Finda a competição (23 de maio), os diários (identificados apenas pelas iniciais, idade, cidade e estado) foram disponibilizados para que fossem feitos resumos comentados pelos outros participantes. Talvez aqui, esteja o material mais rico dessa competição, as impressões do momento que estamos vivendo, feita não por órgãos oficiais, por relatórios governamentais ou instituições especializadas, mas, por anônimos como nós que em suas casas e na nova rotina a que fomos expostos, estamos tentando à nossa maneira, sair incólumes, se é que é possível..

Nos diários os sentimentos vão se alterando, na primeira semana são identificados como “sereno” e “sem definição” para durante a semana final se destacarem como “ansioso” e “triste”. Talvez, sejam os mesmos sentimentos conflitantes que estamos vivendo, conforme avançam as semanas de quarentena e também a propagação da pandemia, um misto de angústia, ansiedade e medo toma conta de nós. 

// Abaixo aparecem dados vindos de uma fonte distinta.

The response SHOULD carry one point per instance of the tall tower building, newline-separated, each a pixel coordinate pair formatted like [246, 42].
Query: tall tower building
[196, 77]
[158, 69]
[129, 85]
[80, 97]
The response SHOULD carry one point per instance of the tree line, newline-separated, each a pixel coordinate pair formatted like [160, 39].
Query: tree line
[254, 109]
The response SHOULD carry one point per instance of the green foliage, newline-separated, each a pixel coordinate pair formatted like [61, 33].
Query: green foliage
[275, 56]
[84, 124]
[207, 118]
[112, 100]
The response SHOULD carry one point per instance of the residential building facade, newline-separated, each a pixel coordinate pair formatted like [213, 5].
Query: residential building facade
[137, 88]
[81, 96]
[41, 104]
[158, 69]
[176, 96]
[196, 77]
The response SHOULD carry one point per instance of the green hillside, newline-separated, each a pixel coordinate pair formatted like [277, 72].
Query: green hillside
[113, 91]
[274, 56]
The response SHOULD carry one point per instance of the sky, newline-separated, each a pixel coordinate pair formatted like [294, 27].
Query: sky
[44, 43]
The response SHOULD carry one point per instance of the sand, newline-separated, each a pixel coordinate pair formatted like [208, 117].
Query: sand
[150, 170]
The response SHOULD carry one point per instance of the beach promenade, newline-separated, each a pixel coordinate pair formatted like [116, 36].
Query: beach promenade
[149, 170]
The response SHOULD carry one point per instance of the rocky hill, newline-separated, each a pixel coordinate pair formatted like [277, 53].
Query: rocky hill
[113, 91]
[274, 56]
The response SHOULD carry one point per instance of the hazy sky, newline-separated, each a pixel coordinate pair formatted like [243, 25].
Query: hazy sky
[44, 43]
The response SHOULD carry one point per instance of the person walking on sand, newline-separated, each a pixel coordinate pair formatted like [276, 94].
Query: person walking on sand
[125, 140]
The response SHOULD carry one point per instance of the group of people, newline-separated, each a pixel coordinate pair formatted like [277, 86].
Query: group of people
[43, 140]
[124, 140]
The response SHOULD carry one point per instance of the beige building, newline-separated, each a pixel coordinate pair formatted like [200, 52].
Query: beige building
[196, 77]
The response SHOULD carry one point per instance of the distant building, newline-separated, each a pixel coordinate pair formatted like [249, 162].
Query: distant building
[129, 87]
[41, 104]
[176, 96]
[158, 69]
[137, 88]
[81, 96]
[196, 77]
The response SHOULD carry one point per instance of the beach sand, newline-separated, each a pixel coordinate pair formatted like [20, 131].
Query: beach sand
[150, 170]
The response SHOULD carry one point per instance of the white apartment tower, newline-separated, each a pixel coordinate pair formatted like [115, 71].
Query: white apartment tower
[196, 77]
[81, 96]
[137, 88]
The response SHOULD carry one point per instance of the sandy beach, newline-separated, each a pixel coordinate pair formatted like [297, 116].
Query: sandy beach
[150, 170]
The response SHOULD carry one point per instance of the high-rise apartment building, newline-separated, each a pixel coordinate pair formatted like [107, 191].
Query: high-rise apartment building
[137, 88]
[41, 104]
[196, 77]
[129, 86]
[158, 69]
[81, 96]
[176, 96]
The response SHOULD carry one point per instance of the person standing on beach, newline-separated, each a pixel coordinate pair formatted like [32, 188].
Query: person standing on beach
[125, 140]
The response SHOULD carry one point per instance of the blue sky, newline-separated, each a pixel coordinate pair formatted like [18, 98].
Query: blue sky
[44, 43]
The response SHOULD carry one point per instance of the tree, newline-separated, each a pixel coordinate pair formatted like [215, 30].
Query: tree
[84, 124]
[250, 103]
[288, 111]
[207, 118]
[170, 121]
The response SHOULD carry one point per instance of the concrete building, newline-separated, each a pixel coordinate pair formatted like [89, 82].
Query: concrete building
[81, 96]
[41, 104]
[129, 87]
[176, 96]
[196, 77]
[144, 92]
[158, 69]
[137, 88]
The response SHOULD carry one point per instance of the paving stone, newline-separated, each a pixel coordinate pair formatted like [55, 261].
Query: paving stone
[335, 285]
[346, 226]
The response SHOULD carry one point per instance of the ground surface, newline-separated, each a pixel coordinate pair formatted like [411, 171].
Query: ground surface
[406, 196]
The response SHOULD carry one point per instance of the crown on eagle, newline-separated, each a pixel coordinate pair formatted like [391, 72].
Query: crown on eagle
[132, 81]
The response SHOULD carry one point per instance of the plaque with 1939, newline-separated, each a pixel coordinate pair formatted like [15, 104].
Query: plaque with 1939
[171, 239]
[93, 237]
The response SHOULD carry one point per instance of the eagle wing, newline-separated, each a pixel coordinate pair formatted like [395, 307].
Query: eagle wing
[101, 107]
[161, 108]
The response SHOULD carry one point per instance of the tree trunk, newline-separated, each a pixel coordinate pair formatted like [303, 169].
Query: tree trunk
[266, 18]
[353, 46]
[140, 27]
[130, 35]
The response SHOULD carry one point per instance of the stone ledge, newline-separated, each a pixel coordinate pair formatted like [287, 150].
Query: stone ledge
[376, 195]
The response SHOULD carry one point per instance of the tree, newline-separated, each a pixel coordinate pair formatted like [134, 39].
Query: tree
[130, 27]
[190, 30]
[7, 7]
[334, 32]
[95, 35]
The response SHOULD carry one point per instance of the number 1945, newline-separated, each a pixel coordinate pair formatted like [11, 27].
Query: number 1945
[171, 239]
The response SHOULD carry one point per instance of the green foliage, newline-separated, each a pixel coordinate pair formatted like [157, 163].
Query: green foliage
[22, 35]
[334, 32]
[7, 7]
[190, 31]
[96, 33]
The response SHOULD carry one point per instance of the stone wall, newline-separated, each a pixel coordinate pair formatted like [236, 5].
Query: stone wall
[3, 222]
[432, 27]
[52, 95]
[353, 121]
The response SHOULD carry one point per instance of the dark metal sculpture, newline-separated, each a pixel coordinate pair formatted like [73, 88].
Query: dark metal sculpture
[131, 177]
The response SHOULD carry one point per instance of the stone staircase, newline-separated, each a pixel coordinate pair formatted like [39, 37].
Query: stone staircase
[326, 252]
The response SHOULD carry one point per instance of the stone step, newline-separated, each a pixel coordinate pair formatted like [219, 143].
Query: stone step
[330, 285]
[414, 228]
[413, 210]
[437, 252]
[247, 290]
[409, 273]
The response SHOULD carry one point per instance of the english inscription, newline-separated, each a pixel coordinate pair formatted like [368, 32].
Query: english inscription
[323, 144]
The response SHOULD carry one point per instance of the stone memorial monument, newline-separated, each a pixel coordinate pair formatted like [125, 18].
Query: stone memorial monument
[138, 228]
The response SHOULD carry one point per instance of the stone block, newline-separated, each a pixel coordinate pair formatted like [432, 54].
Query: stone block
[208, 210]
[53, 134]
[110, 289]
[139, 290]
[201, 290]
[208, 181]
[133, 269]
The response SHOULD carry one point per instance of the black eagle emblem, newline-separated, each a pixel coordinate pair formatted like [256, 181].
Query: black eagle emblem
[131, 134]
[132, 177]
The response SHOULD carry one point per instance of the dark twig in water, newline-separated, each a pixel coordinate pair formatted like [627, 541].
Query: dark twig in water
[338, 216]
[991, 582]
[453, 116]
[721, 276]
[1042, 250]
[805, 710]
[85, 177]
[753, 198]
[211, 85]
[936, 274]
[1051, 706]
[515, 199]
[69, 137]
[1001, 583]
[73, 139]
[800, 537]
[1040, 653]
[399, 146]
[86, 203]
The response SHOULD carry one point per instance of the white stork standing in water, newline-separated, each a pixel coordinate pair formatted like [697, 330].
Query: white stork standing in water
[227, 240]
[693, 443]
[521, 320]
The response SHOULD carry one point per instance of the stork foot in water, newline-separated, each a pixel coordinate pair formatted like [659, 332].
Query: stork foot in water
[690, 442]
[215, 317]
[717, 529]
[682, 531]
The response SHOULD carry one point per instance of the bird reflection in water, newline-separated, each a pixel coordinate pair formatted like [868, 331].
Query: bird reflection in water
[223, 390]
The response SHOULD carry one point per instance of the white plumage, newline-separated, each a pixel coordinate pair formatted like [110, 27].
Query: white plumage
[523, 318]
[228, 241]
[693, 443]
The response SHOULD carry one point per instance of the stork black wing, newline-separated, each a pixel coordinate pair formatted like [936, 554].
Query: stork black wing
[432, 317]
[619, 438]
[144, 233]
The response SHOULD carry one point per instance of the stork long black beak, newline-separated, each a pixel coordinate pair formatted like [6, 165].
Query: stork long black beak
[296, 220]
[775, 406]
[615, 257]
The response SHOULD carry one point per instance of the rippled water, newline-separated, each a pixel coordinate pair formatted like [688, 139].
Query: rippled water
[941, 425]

Proponho uma provocação, diante de um momento tão atípico – creio que o mais marcante na vida de todos até aqui, que possamos já imaginar uma vida e um mundo ao final desta pandemia, onde a empatia possa ser mais praticada que o individualismo. que o pensar no coletivo e a construção de uma sociedade mais justa possam nortear nossas ações. Desejando que a educação não seja transformadora apenas na vida estudantil individual, mas que abarque um pensar em soluções de um mundo melhor do que o que tínhamos antes e durante a pandemia.